One example of a hydrogen sensing material is the tantalum-based optical hydrogen sensor developed and patented by TU Delft have, measured in an environment of hydrogen with an inert gas, a sub-second response that is completely free of any hysteresis across over 7 orders of magnitude in partial hydrogen pressure/concentration. This material is combined with a thin (5-30 nm) layer of a Pd-Au alloy to protect it against oxidation. Most importantly, this layer also catalyses the hydrogen dissociation reaction: in the environment, hydrogen is a diatomic molecule (H2), while in the material the hydrogen are individual atoms. The Pd-Au catalytic layer catalyses the dissociation of molecular in atomic hydrogen.

Protective coatings
To ensure that optical hydrogen sensing materials can work well in all kinds of environments, protective coatings are needed. While the material is intrinsically very selective to hydrogen, the presence of other gasses can completely kill the dissociation/absorption of hydrogen. To prevent that, we develop coatings that protect our hydrogen sensors and can in some cases also accelerate the response of the hydrogen sensor.
Read-out
Materials alone do not make a sensor, and an optical read-out system is therefore also crucial to make a hydrogen sensor work. The most simple way to create an optical hydrogen sensor is to simply measure the change in optical transmission of the material when it is exposed to hydrogen. Another method is to measure the change in reflectivity. This can for example be done in a micro-mirror configuration, where the coating is applied on the tip of an optical fibre. Light, which is then coupled into the optical fibre is then partially reflected by this coating and detected by a detector. When hydrogen is present near the tip of the optical fibre, the reflectivity of the coating changes which can then be detected.

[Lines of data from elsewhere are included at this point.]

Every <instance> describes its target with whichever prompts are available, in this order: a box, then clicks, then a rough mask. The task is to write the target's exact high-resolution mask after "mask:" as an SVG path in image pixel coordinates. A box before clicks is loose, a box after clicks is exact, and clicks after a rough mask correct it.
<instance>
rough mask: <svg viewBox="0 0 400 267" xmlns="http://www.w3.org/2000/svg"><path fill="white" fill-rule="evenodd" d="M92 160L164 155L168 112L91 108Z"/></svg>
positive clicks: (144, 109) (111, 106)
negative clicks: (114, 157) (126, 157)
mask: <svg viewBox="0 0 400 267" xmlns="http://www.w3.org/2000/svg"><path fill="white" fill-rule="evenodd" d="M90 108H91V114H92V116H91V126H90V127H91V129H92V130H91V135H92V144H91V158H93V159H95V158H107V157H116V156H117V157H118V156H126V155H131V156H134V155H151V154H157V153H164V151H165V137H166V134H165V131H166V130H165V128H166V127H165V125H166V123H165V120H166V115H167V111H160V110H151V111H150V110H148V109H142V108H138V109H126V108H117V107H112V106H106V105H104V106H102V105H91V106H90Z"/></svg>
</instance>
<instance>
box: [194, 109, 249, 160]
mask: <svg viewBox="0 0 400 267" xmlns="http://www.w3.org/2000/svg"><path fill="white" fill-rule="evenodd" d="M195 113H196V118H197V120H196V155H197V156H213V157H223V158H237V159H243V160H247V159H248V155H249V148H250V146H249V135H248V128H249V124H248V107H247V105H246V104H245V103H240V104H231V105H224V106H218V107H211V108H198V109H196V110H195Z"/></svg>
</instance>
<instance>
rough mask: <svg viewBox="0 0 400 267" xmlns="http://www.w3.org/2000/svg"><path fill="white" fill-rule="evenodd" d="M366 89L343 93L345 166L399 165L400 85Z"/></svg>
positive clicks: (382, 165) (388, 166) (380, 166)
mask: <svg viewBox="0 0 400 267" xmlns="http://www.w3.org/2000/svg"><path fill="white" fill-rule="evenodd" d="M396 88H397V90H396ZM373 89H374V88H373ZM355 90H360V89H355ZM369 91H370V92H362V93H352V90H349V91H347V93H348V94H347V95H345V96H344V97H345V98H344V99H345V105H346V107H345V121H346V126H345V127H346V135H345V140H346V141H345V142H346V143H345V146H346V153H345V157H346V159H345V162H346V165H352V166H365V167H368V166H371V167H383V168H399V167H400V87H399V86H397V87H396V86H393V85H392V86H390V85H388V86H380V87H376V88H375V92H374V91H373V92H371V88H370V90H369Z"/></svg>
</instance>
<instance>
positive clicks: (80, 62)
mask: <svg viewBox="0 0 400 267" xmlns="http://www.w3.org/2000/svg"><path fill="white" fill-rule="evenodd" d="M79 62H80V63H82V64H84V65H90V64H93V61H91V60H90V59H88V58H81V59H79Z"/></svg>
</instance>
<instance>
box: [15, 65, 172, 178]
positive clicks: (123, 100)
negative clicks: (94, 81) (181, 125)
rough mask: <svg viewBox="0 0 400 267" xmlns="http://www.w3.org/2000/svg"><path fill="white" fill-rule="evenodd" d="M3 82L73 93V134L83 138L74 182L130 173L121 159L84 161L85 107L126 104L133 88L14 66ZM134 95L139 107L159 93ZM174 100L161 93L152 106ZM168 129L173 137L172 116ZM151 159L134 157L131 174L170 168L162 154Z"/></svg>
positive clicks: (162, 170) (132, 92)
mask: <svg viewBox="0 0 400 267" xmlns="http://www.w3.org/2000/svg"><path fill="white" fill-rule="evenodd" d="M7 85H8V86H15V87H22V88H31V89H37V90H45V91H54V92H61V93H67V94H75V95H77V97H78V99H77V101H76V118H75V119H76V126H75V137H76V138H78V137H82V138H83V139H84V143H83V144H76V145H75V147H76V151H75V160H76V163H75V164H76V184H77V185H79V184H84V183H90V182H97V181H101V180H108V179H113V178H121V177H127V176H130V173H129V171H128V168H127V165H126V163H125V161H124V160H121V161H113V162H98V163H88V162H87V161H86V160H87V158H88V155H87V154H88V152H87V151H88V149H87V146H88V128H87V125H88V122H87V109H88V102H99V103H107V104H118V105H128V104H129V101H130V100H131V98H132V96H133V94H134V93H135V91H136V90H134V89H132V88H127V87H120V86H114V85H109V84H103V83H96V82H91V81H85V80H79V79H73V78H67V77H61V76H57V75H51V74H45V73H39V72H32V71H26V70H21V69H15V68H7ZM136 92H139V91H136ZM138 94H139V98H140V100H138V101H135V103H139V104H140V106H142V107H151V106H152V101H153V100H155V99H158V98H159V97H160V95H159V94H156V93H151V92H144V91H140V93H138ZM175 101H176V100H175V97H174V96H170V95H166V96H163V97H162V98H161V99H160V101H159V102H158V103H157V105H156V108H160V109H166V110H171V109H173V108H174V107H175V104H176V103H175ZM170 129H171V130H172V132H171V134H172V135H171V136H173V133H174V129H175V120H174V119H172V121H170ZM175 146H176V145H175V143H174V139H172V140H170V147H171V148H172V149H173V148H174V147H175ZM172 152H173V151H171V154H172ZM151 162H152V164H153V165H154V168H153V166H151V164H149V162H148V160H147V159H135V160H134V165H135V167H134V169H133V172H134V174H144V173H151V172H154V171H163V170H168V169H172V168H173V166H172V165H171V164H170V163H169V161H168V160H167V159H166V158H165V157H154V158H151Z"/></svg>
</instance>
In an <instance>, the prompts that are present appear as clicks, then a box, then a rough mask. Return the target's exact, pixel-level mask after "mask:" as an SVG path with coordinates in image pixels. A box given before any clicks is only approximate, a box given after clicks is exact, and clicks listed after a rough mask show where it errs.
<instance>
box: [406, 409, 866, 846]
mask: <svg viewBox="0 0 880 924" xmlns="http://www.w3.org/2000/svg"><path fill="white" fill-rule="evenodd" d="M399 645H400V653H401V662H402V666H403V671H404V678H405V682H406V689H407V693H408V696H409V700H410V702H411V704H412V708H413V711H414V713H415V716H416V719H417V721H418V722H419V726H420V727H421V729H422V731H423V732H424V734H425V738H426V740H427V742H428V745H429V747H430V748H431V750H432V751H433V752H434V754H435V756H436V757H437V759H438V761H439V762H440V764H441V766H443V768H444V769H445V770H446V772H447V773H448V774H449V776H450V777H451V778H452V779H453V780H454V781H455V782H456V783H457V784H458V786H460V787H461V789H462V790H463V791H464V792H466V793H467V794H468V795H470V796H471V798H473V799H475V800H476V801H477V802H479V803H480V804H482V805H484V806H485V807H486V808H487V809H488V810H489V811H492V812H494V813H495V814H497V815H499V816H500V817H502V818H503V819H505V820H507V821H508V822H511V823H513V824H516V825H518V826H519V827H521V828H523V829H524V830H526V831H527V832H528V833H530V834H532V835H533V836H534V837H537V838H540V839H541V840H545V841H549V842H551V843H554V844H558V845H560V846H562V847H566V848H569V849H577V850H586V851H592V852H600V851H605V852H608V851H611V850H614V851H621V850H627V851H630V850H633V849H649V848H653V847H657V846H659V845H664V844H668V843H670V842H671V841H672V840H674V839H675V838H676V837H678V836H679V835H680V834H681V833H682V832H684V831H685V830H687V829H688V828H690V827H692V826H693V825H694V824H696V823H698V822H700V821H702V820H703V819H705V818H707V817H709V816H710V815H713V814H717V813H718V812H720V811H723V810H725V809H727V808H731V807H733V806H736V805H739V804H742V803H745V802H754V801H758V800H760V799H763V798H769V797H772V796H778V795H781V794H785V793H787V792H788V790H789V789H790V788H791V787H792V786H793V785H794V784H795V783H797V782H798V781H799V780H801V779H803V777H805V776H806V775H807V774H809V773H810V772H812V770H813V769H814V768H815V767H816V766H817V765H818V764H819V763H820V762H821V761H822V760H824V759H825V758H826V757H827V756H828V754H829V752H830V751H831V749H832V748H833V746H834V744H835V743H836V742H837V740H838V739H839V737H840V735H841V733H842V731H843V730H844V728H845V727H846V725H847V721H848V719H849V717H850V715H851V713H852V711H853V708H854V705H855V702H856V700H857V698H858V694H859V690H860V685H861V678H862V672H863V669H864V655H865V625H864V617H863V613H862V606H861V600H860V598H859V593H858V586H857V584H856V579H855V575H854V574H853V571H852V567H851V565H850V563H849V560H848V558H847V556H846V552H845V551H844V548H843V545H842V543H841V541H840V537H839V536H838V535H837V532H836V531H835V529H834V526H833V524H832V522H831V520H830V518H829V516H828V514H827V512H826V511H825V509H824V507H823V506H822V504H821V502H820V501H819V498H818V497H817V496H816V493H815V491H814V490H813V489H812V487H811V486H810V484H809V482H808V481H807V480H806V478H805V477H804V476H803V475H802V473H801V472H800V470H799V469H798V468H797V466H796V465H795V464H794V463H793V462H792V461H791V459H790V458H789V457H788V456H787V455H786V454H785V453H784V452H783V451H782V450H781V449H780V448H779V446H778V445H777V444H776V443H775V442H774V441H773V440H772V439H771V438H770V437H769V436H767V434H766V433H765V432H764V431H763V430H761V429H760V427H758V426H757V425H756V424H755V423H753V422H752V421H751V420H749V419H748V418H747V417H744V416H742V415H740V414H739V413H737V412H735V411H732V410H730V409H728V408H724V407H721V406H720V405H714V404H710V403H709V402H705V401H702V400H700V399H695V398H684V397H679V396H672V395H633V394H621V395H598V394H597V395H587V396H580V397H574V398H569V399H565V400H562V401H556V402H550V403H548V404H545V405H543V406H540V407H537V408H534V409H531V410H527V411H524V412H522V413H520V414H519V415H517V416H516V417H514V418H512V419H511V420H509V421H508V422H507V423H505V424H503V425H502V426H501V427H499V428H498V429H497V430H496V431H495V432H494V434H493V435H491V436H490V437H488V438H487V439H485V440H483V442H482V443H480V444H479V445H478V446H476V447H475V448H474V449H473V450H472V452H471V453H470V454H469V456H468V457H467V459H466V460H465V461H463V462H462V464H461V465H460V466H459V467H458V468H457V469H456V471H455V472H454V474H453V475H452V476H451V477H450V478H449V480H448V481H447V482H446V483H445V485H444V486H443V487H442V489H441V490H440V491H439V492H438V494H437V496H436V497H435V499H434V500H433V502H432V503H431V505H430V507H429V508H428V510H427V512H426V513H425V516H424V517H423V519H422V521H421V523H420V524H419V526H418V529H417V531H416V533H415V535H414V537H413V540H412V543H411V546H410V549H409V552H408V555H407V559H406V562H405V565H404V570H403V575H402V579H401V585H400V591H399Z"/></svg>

An alternative to these intensity-modulated sensors are frequency-modulated hydrogen sensors. One way of doing this is a fibre-Bragg grating. In such a grating, a grating of materials with different indexes of refraction is introduced in an optical fibre. This grating is subsequently coated with an sensing material. When the sensing material is exposed to hydrogen, the wavelength that is reflected by the grating changed, which can be used to determine the hydrogen concentration. Another frequency-modulated hydrogen sensor is based on (localized) surface plasmon resonances. It is based on the principle that when the sensing material is illuminated by light, extinction may occur when the frequency(wavelength) of the light matches the one of the plasmon resonance. When exposed to hydrogen, the plasmon resonance peak position is changed, which can then be used track the hydrogen concentration.

Our research
Our efforts in the field of optical hydrogen sensing concentrate on the following aspects:
- Design new hydrogen sensing materials without any hysteresis, high sensitive, fast response time and a hydrogen concentration range in which the material is sensitive to hydrogen that can be tuned according to the application.
- Develop new read-out methods for optical hydrogen sensors based on optics.
- Develop materials to allow optical hydrogen sensors to work under a variety of environmental conditions (temperature, humidity, presence of other chemicals etc.)